Kolt took in the industrial city’s high-rise apartment buildings, most easily twenty stories high. Looking back at street level, he was surprised by the colorful buildings. Even more jarring were the modern billboards advertising high-end foreign automobiles or pints of expensive vodka, mounted above abandoned sandbagged positions with coiled razor wire stretched about. The scene reminded him of one of those zombie movies. Empty bright green and yellow mini-buses sat idle, hiding a few of the shops that lined both sides of the street. The scene told any visitor that on normal days, when people weren’t in the middle of a nationalist struggle, these streets were popular with the residents of Donetsk.
“Nothing like Sarajevo,” Kolt said. “Hard to believe there is a war going on here.”
“It’s crowded, boss,” Slapshot said, as he pulled the truck into the hospital’s back parking lot.
Kolt looked around, rolled his window up quickly, and tried to look like he belonged there. He didn’t need to count the bodies, intuitively knowing they were looking at three, maybe four dozen separatists standing around in the parking lot in small groups.
“Probably smart for the locals to stay home today after all,” Kolt said.
Dressed in a mix of civilian clothes with random camouflage, some pulled hard on cigarettes, expertly sending mini smoke signals into the atmosphere. Behind them, their weapons were stacked muzzle up, five to six to a group. Some AK-47s were leaning up against the redbrick building under the first-floor windows.

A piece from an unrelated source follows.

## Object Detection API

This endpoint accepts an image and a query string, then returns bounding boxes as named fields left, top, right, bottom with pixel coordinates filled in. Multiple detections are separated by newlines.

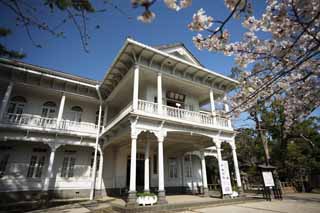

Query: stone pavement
left=181, top=193, right=320, bottom=213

Several of the fighters had turned to eyeball the Russian truck as soon as it had pulled into the parking lot.
“Looks like the boys will stand out around here,” Slapshot said. “We should be good.”
Slapshot hugged the curb and slowed to a stop.
“The door!” Olga said.
Kolt spotted the movement too, confirming at least two thugs just inside the front entrance.
“Stay cool,” Kolt said. “Remember, we are supposed to be here. Act the part.”
“Yes,” Olga said. “I’m okay.”
Kolt stepped down from the passenger seat and slung his rifle as if he were on a mission from Putin himself. He helped Olga down from the cab, immediately wondering if overt politeness was smart, and handed her her rifle. Kolt turned and spit on the ground, hoping that would counter any perceived weakness on his part.
Kolt keyed his mike. “Foxtrot at this time.”
“Lead the way,” Kolt said without looking at Olga, realizing he truly was making it up as they went.
Kolt heard Digger drop from the back of the truck, the racket telling him his master breacher wasn’t as worried about noise as he had been back at the truck headlight standoff with the three Spetsnaz troops. No, Kolt knew Digger knew the deal. Live the cover, until living might be fleeting.